The study showed that ototoxicity was associated with a large cumulative dose and older age. None of the patients in any group had any recovery in pure tone thresholds after stopping the injectable treatment. Peloquin et al. [8] in 2004, who looked at the incidence of toxicities associated with two recommended design regimen (daily vs. three times per week of intravenous streptomycin, kanamycin, amikacin) in TB patients; the magnitude of the dose and frequency of administration were not associated with ototoxicity; Ototoxicity was associated with a larger cumulative dose and older age [9, 10, 11].

Duggal [12], in 2007, found ototoxicity in 18.75% of the 64 subjects studied. None of the patients had any recovery in pure tone thresholds after stopping the treatment.

The finding that higher frequencies are involved before the lower frequencies may be used as a monitoring procedure for the detection of ototoxicity and has the potential for the detection of ototoxicity and has the potential for minimizing irreversible loss may have been reduced because the aminoglycoside was stopped immediately at the onset of ototoxicity and substituted with another second line drug. The entire group of patient included in the study completed the remaining part of the therapy.

Conclusion

A large number of Patients being treated for MDR-TB develop significant adverse effects that can impair their quality of life. The effect on development of children is profound. Careful audiological monitoring may help in limiting the damage which once developed is permanent.

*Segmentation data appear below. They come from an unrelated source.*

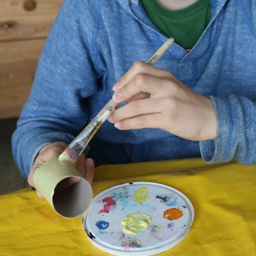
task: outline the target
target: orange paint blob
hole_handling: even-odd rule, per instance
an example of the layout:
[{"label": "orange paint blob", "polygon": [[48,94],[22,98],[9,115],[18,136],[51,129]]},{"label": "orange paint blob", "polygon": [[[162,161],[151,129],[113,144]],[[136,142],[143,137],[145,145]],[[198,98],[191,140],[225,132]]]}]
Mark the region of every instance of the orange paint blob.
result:
[{"label": "orange paint blob", "polygon": [[167,219],[169,221],[177,220],[183,215],[182,211],[177,208],[170,208],[164,212],[164,218]]}]

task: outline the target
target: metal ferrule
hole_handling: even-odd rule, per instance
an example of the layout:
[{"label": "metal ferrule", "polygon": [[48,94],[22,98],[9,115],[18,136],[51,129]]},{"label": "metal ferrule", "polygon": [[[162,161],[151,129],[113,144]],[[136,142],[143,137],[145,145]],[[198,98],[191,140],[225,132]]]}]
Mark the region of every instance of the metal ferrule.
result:
[{"label": "metal ferrule", "polygon": [[80,155],[102,124],[102,122],[94,117],[72,141],[70,147]]}]

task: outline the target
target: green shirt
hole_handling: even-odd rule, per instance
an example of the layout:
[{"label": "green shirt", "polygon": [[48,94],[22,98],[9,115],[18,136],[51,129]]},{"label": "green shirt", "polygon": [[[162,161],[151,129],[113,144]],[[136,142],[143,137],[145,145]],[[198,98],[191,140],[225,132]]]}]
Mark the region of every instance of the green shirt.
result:
[{"label": "green shirt", "polygon": [[[171,0],[170,0],[171,1]],[[167,37],[185,49],[192,49],[207,26],[211,18],[209,0],[198,0],[184,9],[165,8],[157,0],[141,0],[152,22]]]}]

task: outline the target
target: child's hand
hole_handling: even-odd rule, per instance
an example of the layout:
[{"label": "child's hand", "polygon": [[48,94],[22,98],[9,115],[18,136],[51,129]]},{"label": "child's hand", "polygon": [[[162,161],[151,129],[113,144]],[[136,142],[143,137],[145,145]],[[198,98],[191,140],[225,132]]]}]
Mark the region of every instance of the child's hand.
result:
[{"label": "child's hand", "polygon": [[[34,165],[30,170],[29,175],[29,184],[32,187],[35,187],[33,177],[35,170],[44,163],[49,161],[53,157],[59,156],[68,147],[68,145],[62,142],[55,142],[43,147],[35,159]],[[87,158],[82,154],[78,159],[75,168],[81,173],[84,178],[91,185],[93,179],[94,166],[93,160]],[[79,178],[69,177],[62,181],[56,188],[58,192],[64,190],[71,185],[79,181]],[[40,197],[43,197],[40,191],[36,189],[36,194]]]},{"label": "child's hand", "polygon": [[108,119],[120,130],[160,128],[192,140],[216,138],[217,119],[211,99],[167,71],[135,62],[113,90],[115,101],[128,102]]}]

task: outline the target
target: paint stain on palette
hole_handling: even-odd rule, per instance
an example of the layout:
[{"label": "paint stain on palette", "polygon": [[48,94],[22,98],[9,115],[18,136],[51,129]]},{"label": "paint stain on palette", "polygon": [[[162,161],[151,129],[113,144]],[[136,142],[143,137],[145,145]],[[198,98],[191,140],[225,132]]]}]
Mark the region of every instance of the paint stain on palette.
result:
[{"label": "paint stain on palette", "polygon": [[155,254],[183,240],[194,210],[179,191],[158,183],[135,182],[107,189],[83,216],[90,241],[114,255]]}]

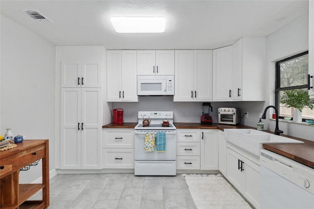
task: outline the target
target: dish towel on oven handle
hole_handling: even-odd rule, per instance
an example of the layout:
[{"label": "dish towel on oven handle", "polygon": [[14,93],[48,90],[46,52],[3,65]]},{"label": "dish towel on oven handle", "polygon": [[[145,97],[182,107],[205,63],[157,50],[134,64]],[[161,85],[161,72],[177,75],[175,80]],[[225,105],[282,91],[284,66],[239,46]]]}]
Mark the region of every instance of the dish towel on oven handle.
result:
[{"label": "dish towel on oven handle", "polygon": [[157,132],[157,136],[156,138],[156,150],[157,152],[165,152],[166,133],[163,131]]},{"label": "dish towel on oven handle", "polygon": [[146,132],[144,148],[145,152],[154,152],[155,150],[155,134],[154,132]]}]

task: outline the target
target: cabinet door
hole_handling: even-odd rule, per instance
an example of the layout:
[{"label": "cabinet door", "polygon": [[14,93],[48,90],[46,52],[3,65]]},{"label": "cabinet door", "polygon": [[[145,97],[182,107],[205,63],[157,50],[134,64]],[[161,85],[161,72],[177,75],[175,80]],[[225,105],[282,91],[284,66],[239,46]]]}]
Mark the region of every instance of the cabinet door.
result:
[{"label": "cabinet door", "polygon": [[156,51],[156,75],[175,75],[174,50]]},{"label": "cabinet door", "polygon": [[212,53],[212,99],[231,100],[233,76],[232,46],[214,50]]},{"label": "cabinet door", "polygon": [[61,88],[61,169],[80,168],[81,90],[80,88]]},{"label": "cabinet door", "polygon": [[123,50],[122,53],[122,99],[137,102],[136,51]]},{"label": "cabinet door", "polygon": [[80,87],[82,78],[81,61],[62,61],[61,65],[61,87]]},{"label": "cabinet door", "polygon": [[102,65],[101,62],[82,62],[81,76],[81,87],[102,87]]},{"label": "cabinet door", "polygon": [[218,131],[218,165],[220,173],[225,176],[227,174],[227,141],[224,137],[224,132]]},{"label": "cabinet door", "polygon": [[212,99],[212,51],[194,51],[194,99]]},{"label": "cabinet door", "polygon": [[191,101],[194,97],[192,50],[175,52],[174,101]]},{"label": "cabinet door", "polygon": [[82,88],[82,169],[101,169],[102,151],[102,101],[101,88]]},{"label": "cabinet door", "polygon": [[107,51],[107,101],[117,102],[121,99],[121,51]]},{"label": "cabinet door", "polygon": [[201,130],[201,170],[218,170],[218,130]]},{"label": "cabinet door", "polygon": [[[239,190],[241,191],[244,173],[239,169],[241,157],[233,150],[227,149],[227,179]],[[243,160],[242,160],[243,161]]]},{"label": "cabinet door", "polygon": [[154,50],[137,51],[137,75],[156,74],[156,53]]},{"label": "cabinet door", "polygon": [[314,1],[309,1],[309,74],[310,76],[309,94],[314,98]]},{"label": "cabinet door", "polygon": [[245,159],[243,192],[244,196],[256,208],[261,208],[260,166]]},{"label": "cabinet door", "polygon": [[[239,39],[232,46],[233,48],[233,89],[231,97],[234,100],[242,99],[242,39]],[[262,78],[261,78],[262,79]]]}]

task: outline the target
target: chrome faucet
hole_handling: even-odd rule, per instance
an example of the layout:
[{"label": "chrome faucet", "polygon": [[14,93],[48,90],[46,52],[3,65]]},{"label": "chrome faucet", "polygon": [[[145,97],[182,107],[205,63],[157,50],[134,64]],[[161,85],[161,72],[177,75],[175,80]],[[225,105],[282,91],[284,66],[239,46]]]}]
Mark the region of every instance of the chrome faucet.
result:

Clinicians must consider risk benefit analysis during treatment as ototoxicity of injectable aminoacid ATT is permanent. This study throws light on the incidence of hearing loss among patients on second line injectable anti tubercular drugs, early detection of hearing loss through pure tone audiometry helps preventing and progression of hearing loss without compromising the treatment.

So PTA should be done on all MDR and XDR TB patients before starting the second line ATT aand should be shifted to another treatment schedule if hesrimng;oss is found in PTA.